• kurabiye
    zaman zaman çok yalnızım kalbiye
    arsız sarmaşıklar gibi her sabah
    bıkmadan tırmanıyorum güneşin tahta perdesine
    mor çiçeklerle açılmak için dünyaya.
    güneş tozlar püskürtüyor koca ağzından
    aslında hiçbir şey görünmüyor kalbiye
    kalbim kocaman bir kelebekti kalbiye
    bir elmasın içinde unutulmuş yıllar önce.
    pembe bir merhemle doğardı günler
    saçlarımı çözerdim, taze elmalar gibi sayardım bedenimi
    bahar, simit, salatalık, midye kokardı her yan
    dünya artık bir daha hiç
    bir okul çıkışı gibi kokmayacak mı?
    hayatın kalbiye, o iri dudaklı çingenenin
    ellerini hiç tutamayacak mıyım bir daha?

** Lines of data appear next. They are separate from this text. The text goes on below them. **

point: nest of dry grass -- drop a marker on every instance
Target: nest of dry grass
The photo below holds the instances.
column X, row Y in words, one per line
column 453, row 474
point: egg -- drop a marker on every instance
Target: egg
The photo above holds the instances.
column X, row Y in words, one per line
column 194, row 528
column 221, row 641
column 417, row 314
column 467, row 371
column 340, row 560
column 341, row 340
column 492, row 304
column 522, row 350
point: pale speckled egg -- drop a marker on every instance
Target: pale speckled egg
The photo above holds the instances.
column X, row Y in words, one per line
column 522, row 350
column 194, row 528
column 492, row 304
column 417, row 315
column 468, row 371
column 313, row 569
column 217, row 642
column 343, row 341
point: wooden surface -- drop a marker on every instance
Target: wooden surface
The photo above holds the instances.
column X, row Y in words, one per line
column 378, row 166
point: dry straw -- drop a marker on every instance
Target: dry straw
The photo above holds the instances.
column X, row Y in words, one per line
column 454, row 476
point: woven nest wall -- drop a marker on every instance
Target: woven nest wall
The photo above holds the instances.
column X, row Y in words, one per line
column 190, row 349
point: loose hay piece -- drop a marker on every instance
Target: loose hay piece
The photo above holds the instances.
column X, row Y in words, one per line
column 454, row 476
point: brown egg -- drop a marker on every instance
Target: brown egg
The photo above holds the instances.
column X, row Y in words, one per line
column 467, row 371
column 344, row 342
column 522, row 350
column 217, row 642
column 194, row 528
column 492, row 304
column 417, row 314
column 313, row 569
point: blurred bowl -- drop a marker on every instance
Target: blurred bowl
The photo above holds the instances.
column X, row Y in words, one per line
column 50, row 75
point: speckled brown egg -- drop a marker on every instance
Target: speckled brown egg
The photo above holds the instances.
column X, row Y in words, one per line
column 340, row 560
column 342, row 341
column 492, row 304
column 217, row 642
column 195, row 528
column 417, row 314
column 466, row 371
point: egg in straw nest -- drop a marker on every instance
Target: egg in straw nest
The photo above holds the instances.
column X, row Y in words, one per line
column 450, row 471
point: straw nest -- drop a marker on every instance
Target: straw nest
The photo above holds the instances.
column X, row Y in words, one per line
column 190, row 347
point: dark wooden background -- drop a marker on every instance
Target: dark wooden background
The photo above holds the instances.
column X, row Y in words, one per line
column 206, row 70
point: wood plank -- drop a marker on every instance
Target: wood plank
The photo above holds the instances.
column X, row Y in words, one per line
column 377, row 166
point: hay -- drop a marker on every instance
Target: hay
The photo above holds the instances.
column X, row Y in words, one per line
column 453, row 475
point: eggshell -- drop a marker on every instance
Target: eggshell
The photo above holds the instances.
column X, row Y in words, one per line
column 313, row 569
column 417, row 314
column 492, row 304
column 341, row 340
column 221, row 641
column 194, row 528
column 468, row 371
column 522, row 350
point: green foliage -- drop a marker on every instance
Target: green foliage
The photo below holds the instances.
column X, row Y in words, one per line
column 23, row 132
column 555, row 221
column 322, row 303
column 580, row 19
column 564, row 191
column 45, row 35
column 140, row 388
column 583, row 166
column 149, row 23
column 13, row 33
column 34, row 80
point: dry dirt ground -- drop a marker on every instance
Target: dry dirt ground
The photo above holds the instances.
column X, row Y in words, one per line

    elmasın çatlarken çıkardığı sesi duyuyor musun,
    bedenime çarpan incilerin sesini?
    bir kadeh içindeki tozu üflüyor
    her şeyi bir veba salgını gibi hatırlayarak
    bekliyorum beklediğim neyse onu.
    zaman kalbiye, zaman şimdi
    kalbimde habire uzayan bir minare
    zaman zaman çok yalnızım kalbiye
    bugün ağlayarak kurabiye yerken,
    çay fincanında kendimi seyrederken
    çay beni içti, ben de çayı kalbiye
    ruhumdan çaylar aktı saatlerce
    aşık olduğu için kahve döküyordu terliklerine
    heinrich böll'ün palyaço'su
    mary onu bırakıp gitmişti, yalnızdı.
    sonra yosunun latincedeki adı laminarya'ydı ...
    içimde gezinen salyangozun tırnakları
    her hatırladığım şey için bir santimetre uzuyor kalbiye
    aslında hiç istemiyorum ama
    ne yapsam rutubetim sözlere bulaşıyor kalbiye.